Our scope of what we *can* eat is narrowing, and everything now seems off-limits. The question is beginning to form--do we really WANT to do this?

In “The Locavore’s Handbook” by Leda Meredith, she suggests allowing 10 exceptions. As I read this, I let a HUGE sigh of relief. Aha! I’m not the only one who has troubles imagining living a life without olive oil and lemons.

Some of her exceptions did include olive oil and coffee (to which I wholeheartedly agree—Dan and I would dissolve fairly quickly without a cup of coffee in the morning), while her other exceptions had to do with how to handle friends and family.

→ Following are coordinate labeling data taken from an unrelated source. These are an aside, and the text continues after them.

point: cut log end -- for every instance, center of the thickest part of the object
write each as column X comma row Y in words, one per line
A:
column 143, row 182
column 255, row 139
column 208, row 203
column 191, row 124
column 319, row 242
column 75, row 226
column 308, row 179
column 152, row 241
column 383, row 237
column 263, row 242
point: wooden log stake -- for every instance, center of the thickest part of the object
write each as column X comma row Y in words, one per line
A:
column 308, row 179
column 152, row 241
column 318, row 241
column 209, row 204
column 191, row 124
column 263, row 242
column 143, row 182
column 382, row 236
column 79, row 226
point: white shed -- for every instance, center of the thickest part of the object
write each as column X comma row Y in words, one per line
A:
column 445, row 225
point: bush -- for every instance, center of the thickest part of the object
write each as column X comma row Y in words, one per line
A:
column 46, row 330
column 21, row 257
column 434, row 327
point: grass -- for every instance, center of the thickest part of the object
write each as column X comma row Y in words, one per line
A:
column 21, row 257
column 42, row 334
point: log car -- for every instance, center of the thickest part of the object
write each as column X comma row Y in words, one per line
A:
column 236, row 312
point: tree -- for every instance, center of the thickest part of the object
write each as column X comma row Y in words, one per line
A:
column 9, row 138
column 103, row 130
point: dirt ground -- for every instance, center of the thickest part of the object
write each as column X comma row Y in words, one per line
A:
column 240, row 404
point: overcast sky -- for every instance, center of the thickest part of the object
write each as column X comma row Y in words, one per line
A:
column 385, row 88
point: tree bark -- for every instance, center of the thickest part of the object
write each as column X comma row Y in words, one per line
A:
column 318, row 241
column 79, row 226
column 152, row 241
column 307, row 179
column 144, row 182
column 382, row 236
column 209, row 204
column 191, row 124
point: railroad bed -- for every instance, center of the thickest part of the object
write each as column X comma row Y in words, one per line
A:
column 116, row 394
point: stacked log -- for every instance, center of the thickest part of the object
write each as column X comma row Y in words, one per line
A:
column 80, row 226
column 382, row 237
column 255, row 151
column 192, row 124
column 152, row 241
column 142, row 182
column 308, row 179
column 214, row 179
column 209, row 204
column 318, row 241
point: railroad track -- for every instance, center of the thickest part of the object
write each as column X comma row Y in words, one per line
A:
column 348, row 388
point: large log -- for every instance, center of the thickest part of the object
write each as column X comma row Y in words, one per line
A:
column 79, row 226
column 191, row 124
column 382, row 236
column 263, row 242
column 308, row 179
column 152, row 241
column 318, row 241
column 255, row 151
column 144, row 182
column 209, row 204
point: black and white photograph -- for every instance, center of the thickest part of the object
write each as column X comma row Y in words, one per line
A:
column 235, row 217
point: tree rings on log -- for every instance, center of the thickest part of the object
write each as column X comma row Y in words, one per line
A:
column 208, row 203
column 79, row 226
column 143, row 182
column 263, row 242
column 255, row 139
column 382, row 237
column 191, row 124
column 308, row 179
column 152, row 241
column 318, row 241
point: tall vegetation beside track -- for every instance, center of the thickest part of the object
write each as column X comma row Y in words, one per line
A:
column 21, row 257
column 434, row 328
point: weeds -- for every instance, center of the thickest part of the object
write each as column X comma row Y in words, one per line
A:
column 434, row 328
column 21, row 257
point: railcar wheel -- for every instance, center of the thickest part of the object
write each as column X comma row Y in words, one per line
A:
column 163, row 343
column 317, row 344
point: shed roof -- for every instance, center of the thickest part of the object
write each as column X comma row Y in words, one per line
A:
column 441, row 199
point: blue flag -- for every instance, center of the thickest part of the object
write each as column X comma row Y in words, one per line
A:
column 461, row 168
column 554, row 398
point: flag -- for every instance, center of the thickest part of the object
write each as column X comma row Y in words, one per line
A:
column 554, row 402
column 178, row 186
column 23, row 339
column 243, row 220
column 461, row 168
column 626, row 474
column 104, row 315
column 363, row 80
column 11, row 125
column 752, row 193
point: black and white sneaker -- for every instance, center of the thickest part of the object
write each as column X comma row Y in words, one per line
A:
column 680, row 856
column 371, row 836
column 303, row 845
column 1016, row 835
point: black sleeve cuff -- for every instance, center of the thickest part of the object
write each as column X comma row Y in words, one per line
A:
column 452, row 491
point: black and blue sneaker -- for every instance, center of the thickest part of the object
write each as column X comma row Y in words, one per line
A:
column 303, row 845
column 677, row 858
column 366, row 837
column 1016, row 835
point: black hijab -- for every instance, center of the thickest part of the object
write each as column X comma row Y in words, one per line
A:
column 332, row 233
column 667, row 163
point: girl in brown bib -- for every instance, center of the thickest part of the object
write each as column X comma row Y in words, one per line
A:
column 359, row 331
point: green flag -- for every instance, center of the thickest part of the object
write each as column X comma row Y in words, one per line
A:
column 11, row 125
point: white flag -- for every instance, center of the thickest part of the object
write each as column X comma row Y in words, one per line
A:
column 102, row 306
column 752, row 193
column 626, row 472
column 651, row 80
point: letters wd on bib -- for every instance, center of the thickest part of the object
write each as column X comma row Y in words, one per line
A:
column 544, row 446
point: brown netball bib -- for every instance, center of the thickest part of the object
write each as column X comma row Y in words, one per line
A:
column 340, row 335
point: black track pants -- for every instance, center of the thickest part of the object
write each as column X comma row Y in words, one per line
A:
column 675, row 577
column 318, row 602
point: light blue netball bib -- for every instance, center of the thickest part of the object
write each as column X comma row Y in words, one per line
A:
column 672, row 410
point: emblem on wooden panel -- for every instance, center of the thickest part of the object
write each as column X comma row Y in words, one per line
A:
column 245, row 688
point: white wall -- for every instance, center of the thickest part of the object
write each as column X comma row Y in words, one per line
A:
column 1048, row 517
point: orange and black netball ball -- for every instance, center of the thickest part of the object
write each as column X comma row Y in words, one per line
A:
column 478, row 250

For instance, she allows herself the luxury of eating out or at friend’s houses twice a month. This makes a lot of sense to me, and living in Seattle where there is fantastic food all around, I find it really hard to resist the occasional dinner out.

With that being said, I think our plan is finally taking shape.

We are going to go as local as possible.
This means:

> Produce
> Flour
> Grains
> Eggs
> Milk
> Yogurt
> Meats
> Tofu
> Butter
> Body products (goodbye make-up? Sniff, sniff)
> Wine
> Cheese
> Crackers/Snacks
> Ice Cream


We will also have a few exceptions, making us about 99% local:

> Lemons (this is one of my main cooking staples)
> Eating out will be allowed twice a month
> Olive Oil (but we will opt for Extra-Virgin and Organic)
> Balsamic Vinegar (until/IF I can find local)
> Salt (again, until we can find local)

Which really means NO:

> Diners
> Bakeries (a tear just slipped down my cheek)
> Bars (unless we go to a wine bar and drink local, Washington wine)
> Big-Box Grocery Stores (Sorry, Costco)
> Big-Chain Grocery Stores
> Candy Bars


We will try to stay within a 250 mile radius of Seattle, and provide a guide to how to eat seasonally and locally in Seattle year round (on a budget).

We'll provide recipes for what's in season, and give you the unfiltered truth as to whether or not it's a better way than just shopping at Safeway.

We'll also keep a running tally as to how much we spend each week on groceries. This way it's transparent how expensive a process like this is.